Researchers started with a mouse model of glioblastoma multiforme and used genetic tools to manipulate cells into shutting down NF-kB activity in two ways.

They ramped up the presence of a protein called IkBaM, which inhibits NF-kB activity and eliminated an enzyme that increases NF-kB activity.

With less NF-kB activity, tumour growth slowed and mice lived significantly longer.

However, while these genetic experiments demonstrated the role of NF-kB in glioblastoma multiforme, they are not a feasible treatment in humans.

"So we asked how could we manipulate the system using pharmacology rather than genetics," said Verma.

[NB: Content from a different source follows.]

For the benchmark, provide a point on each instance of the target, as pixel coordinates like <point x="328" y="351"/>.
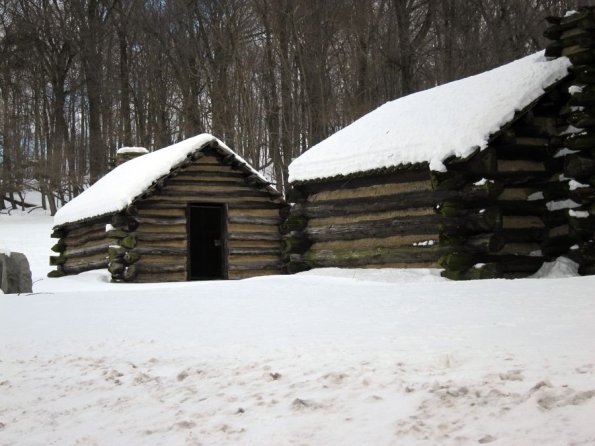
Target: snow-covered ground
<point x="332" y="357"/>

A tumour changes the environment of its surroundings to make it easier for cancer cells to thrive, Verma said.

Instead of using genetic tools, researchers sought to treat the brain tumours in a way that also changed the tumour microenvironment.

The scientists fed mice a peptide (called NBD) that is known to block NF-kB activity when NF-kB is triggered by cytokines (proteins produced by the immune system).

Treating mice with the NBD peptide doubled their typical survival time compared to mice that did not get the NBD peptide.

However, peptide treatment eventually causes toxicity, most likely in the liver. So researchers explored another tactic to slow NF-kB activity.

Curbing NF-kB activity can be tricky because NF-kB has many important roles - it helps regulate inflammation, cell survival and immunity among many other functions in the cell.

"The ultimate goal is to block NF-kB, but because it turns on many genes - at least 100 - our aim became finding the handful of genes that directly affect tumour growth," said
Verma.

Scientists tracked which genes were influenced by NF-kB and found that targeting the Timp1 gene slowed tumour growth and increased survival time in mice by few months.